Abdelmalik Ibn Habib, cordobés nacido en el 796, afirmó que había escrito en su fecunda y prolífica vida más de 1.050 libros, de los que desgraciadamente, el fuego interno del mundo sólo ha permitido que permanecieran tres: la Historia, el tratado Sobre las estrellas, y este Compendio de Medicina que vamos a desentrañar aquí desde sus claves herméticas y esotéricas. Porque frente a lo que los estudiosos han creído hasta hoy, no fue el controvertido Picatrix de Maslama al Mayriti el primer tratado de alquimia en al-Ándalus, sino estos cuarenta y seis folios manuscritos que, a imagen y semejanza de la bóveda celeste, rebosan luces como estrellas entre el hielo oscuro del firmamento.

Ibn Habib, que sería conocido en las tierras del Islam como el “erudito de al-Ándalus”, ya destacó en su tierra natal como gramático y jurista antes de emprender su periplo por el Oriente en busca de las fuentes de la sabiduría que, por ese entonces, manaban de sus manantiales a modo de oasis en medio del desierto pétreo de ignorancia y oscurantismo en que había quedado sumido el Imperio Romano de Occidente. Tres años después de su partida, regresó a su tierra andalusí, concretamente a la cora de Elvira. Un día llegó un enviado de parte del emir Abderrahmán II (822-852), ese gobernante que procuró el primer periodo de esplendor cultural a al-Ándalus: le ofrecía el cargo de faqih musawar, y él aceptó, consciente de que el emir no sólo quería que ejerciera ese cargo, sino seguramente algo de mayor importancia, adecuadamente amparado por el manto de su poder: que enseñara herméticamente las perlas de sabiduría que había guardado celosamente en sus bolsillos. Tal vez por miedo a la reacción de los alfaquíes.

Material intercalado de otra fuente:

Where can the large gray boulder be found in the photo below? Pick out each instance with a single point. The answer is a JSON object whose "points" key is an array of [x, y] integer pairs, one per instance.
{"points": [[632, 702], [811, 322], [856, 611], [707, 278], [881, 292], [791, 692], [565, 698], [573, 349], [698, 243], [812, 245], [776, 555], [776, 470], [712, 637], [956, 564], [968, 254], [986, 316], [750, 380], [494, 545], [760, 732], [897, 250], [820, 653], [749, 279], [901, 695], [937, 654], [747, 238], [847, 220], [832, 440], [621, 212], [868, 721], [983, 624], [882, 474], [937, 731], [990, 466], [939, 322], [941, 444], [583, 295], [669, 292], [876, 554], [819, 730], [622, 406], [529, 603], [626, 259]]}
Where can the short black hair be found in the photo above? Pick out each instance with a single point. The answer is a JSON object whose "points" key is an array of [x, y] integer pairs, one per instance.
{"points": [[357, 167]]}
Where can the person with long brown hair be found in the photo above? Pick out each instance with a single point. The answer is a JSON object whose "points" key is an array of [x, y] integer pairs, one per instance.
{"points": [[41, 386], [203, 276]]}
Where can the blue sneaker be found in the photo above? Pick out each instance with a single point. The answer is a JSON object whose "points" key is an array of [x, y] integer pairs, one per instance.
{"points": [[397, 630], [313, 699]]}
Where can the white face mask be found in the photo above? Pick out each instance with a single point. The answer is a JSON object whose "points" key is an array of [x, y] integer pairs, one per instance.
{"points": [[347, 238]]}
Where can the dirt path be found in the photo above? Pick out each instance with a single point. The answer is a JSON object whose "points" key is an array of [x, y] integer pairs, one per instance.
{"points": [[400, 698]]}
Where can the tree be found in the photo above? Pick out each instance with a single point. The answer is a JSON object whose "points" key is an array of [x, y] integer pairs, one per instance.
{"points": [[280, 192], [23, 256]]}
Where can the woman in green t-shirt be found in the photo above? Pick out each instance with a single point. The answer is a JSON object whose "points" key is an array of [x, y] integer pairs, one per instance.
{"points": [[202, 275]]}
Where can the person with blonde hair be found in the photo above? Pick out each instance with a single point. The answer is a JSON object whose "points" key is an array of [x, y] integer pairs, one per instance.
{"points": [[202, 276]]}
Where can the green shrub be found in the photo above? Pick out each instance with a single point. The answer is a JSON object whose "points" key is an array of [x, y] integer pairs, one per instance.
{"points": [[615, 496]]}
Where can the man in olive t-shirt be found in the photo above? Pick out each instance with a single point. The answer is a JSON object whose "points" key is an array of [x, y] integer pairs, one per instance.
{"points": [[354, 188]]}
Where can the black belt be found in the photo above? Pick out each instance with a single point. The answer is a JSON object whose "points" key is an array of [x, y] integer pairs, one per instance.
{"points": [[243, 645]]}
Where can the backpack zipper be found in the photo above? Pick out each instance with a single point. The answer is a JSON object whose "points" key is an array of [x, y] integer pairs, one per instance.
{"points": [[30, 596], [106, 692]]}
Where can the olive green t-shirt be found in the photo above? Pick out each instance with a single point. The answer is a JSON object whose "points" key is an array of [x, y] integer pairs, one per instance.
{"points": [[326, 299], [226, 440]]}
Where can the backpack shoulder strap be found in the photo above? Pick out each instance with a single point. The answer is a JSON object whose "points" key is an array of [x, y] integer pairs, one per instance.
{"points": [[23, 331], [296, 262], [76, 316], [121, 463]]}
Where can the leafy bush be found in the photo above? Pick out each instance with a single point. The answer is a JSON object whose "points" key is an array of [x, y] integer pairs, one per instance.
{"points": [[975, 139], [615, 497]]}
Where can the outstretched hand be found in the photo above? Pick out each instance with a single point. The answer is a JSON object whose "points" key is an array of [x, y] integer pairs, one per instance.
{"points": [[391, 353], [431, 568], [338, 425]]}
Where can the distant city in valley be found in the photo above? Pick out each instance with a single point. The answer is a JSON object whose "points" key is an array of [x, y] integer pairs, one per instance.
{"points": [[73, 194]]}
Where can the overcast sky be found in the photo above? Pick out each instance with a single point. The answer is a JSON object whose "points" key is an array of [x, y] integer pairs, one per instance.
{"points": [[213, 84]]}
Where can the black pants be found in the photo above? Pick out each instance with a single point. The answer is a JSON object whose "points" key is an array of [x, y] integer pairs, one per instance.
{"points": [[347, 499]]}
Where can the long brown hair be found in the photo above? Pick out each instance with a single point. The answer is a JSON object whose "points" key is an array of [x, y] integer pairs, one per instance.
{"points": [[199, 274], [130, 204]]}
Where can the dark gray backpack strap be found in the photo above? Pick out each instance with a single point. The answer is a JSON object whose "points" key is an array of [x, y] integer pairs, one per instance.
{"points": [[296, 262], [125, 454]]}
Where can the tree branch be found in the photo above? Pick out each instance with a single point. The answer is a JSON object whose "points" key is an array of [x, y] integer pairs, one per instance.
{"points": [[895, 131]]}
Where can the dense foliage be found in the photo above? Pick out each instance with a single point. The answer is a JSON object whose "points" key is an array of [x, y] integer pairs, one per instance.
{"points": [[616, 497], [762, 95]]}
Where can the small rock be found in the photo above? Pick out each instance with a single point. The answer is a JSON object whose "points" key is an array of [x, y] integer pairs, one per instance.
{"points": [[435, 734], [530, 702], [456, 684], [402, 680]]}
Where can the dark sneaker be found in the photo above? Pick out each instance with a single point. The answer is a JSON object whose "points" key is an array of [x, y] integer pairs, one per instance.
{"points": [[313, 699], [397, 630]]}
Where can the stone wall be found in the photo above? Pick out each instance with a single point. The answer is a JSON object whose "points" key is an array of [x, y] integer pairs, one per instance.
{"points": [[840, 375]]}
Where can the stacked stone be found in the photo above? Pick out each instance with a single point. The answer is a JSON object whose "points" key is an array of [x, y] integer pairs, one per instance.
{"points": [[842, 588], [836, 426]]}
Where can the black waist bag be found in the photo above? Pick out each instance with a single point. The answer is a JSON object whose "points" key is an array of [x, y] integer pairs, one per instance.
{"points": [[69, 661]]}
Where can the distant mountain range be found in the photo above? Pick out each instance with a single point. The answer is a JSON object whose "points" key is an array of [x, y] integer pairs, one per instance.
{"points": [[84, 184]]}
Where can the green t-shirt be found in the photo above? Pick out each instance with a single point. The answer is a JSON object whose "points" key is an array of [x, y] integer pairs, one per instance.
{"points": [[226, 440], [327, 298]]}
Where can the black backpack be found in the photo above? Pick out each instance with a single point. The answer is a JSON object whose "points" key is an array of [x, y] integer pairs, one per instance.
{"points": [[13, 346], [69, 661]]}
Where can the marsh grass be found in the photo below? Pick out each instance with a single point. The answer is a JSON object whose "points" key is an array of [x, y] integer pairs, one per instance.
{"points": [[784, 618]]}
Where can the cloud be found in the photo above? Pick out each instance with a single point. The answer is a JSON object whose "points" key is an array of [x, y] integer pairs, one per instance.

Pero Abderrahmán II le demostraría –al igual que posteriomente haría con el gran Ibn Firnás y otros sabios alquimistas- que no iba a permitir a los alfaquíes con una visión estrecha y cerril del Sagrado y Noble Corán que impidieran que al-Ándalus fuera fecundada por el río de oro de la alquimia, ese río que secretamente había irrigado desde Egipto a todo el Mundo Antiguo y a sus primeros filósofos, así como a los primeros filósofos del Islam naciente y floreciente. Pues frente a lo que han mantenido cerrilmente muchos estudiosos europeos, el Islam amparó y protegió el saber alquímico de modo tan decidido, que sería bajo su fuego revelado donde más resplandecería el Arte Real y la Ciencia Sagrada. El propio Ibn Habib nos lo confiesa (p.85): “Yo he logrado mis conocimientos por lo que han dicho y manifestado la gente de ciencia, pues la raíz del saber médico está en la profecía, por la voluntad de Dios, Poderoso y Sabio”. En este mismo libro cita al yerno del Profeta Muhammad –sws-, Alí b. Abi Tabib, aquel que afirmó que “la alquimia es hermana de la profecía”. ¿Conoció este cordobés en su viaje al discípulo predilecto del VI Imam del shiísmo, Yafar as-Sadiq, el gran alquimista Yabir Ibn Hayyán? Cuando menos, aprendió de sus enseñanzas.

Huellas de oro

El tratado quiere ofrecer al lector todo un compendio del saber médico de la época, basado en la fitoterapia –de la que apenas se dan términos griegos dado que aún no había sido traducido el Dioscórides- y en la denominada Medicina del Profeta. Por ello, los párrafos dedicados a cada enfermedad comienzan con un “Lo que ha llegado sobre…” tal o cual enfermedad. Pues “ciertamente Dios propagó la enfermedad y propagó el remedio, creando para cada enfermedad un remedio sacado de los árboles y de la miel, pues ambos son curativos” (p.44).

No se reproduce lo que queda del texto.